Berarti MS=TM=t tinggi piramida. Sebut MK = AB = a
(setengah alas piramida)
dapat diukur. KS = b dapat diukur. Jadi t = a + b.
demikian metoda bayangan dari Thales. Thales adalah orang pertama yang namanya
dikaitkan dengan suatu penemuan, yakni dalil Thales. Dalil Thales tersebut
adalah garis-garis sejajar akan memotong dua garis atas
perbandingan-perbandingan seharga, misalnya AP : PB = DQ : QC. Dalil ini masih
dipelajari di SMP atau di SMA sekarang ini, selain itu juga Thales orang
pertama yang menemukan sifat-sifat geometri seperti berikut ini:
1. Diameter membagi dua sama besar suatu lingkaran
2. Sudut alas suatu segitiga sama kaki, sama besar
3. Sudut siku yang dibentuk dua garis berpotongan
tegaklurus sama besar
4. Dua segitiga kongruen jika dua sudut dan satu kaki
yang bersesuaian dari sudut itu, sama besar
Walaupun teori ini sederhana menurut kita sekarang,
tetapi Thales orang pertama yang menyusun teori ini bukan hanya berdasarkan
pengalaman (empiris) tetapi juga berdasarkan pemikiran yang logis (rasio).
Salah seorang yang mengembangkan matematika di Eropah
pada Abad 17 adalah Galileo Galilei, ia mengamati lampu gantung di Gereja Pisa
dan mendapatkan bahwa periode ayunan lampu tidak tergantung pada panjang busur
ayunannya dan membuktikan bahwa periode ayunan tidak tergantung kepada beban
bandulnya, dan penemuan lainnya yaitu bahwa kecepatan benda jatuh tidak
tergantung pada berat benda itu. Penemuan Galileo ini memberi pandangan baru
terhadap ilmu pengetahuan yaitu keselarasan antara ekspeimen dengan teori.

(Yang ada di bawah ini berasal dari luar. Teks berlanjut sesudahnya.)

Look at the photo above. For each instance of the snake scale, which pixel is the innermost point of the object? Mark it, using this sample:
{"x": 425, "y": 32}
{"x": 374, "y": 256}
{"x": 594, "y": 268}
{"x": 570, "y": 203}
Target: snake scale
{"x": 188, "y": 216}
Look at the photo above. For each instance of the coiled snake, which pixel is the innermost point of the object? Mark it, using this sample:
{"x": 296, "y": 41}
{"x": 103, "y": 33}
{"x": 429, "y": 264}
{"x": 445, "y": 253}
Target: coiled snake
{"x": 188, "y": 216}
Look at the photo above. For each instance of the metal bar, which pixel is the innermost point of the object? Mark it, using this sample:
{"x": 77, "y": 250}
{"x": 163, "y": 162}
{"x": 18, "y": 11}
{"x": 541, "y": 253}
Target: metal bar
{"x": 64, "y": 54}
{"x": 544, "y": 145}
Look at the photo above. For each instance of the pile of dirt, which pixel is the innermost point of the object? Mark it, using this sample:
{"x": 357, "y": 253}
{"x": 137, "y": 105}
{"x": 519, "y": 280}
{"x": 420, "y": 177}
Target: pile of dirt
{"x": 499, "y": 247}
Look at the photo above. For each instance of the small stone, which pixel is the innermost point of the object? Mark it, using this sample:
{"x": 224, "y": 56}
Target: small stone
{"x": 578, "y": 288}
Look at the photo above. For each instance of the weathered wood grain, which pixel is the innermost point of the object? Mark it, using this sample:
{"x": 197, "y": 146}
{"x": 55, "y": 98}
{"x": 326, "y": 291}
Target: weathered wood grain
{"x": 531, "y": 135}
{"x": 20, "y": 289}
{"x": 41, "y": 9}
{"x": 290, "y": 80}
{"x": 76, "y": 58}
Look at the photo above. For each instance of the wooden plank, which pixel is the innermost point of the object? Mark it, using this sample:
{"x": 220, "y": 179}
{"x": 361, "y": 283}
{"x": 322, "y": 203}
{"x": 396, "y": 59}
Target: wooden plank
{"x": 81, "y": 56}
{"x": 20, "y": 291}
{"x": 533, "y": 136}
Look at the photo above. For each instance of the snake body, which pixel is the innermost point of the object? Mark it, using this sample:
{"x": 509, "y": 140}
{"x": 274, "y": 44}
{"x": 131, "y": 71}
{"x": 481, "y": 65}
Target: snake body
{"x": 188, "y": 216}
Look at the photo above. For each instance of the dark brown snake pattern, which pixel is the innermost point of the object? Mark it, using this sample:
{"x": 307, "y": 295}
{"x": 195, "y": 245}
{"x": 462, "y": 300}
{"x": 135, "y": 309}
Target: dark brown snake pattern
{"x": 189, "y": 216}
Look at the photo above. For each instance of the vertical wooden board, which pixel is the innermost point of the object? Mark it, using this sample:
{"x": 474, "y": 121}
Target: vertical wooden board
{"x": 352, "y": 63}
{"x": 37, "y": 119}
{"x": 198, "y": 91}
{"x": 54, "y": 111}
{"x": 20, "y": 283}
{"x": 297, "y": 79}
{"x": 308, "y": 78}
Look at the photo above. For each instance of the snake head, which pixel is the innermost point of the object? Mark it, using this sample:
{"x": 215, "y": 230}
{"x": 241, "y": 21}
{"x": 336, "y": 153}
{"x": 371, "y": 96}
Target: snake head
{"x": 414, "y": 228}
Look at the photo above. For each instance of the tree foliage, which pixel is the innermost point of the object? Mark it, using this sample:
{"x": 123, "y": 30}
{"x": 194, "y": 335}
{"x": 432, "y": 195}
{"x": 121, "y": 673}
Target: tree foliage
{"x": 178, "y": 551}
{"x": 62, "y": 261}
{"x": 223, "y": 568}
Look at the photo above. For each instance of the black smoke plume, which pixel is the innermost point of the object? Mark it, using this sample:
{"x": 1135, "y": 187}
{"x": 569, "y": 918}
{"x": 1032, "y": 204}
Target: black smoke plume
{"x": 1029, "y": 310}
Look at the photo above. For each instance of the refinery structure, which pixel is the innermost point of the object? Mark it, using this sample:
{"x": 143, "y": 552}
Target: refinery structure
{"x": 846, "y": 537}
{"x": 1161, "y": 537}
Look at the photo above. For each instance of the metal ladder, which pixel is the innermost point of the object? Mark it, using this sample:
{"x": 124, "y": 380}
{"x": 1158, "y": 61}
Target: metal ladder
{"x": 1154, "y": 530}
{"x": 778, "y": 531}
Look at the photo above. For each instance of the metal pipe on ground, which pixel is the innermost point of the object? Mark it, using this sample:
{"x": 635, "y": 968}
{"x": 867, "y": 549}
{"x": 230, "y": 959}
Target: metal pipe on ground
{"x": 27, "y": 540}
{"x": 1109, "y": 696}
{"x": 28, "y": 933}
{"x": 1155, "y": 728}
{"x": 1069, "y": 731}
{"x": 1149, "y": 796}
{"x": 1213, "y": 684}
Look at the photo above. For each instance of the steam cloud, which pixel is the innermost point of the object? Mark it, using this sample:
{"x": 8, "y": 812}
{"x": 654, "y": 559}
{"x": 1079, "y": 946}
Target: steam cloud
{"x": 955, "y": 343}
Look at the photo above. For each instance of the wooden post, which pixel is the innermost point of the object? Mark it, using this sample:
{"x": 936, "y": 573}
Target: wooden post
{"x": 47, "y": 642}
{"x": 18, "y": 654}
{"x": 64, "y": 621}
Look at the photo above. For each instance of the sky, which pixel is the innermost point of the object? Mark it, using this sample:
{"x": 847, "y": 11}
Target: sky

Perkembangan cabang-cabang matematika mulai zaman
sebelum Masehi sampai sekarang seperti aritmetika, geometri kalkulus, aljabar,
statistik dan analisis beserta pembuktian-pembuktian yang telah ditemukan oleh
para ahli matematika dapat kita pelajari sampai sekarang. Apabila kita mengkaji
baik teori maupun bukti- bukti dari teorema-teorema cabang-cabang matematika
tersebut maka ini tidak terlepas dari penemuan-penemuan para akhli matematika
dan filsafat matematika beserta paham yang dianutnya dalam hal ini adalah paham
rasionalisme dan empirisisme.
Berdasarkan
perbedaan dan persamaan dari paham rasionalisme dan empirisisme, maka
kontribusi kedua paham tersebut terhadap perkembangan matematika antara lain
dalam hal pembuktian-pembuktian suatu teorema, yaitu dengan menggunakan akal
(rasio) dan pengalaman indera (empirisis) untuk merangsang ingatan dan membawa
kesadaran terhadap pengetahuan yang selama itu sudah ada dalam pikiran.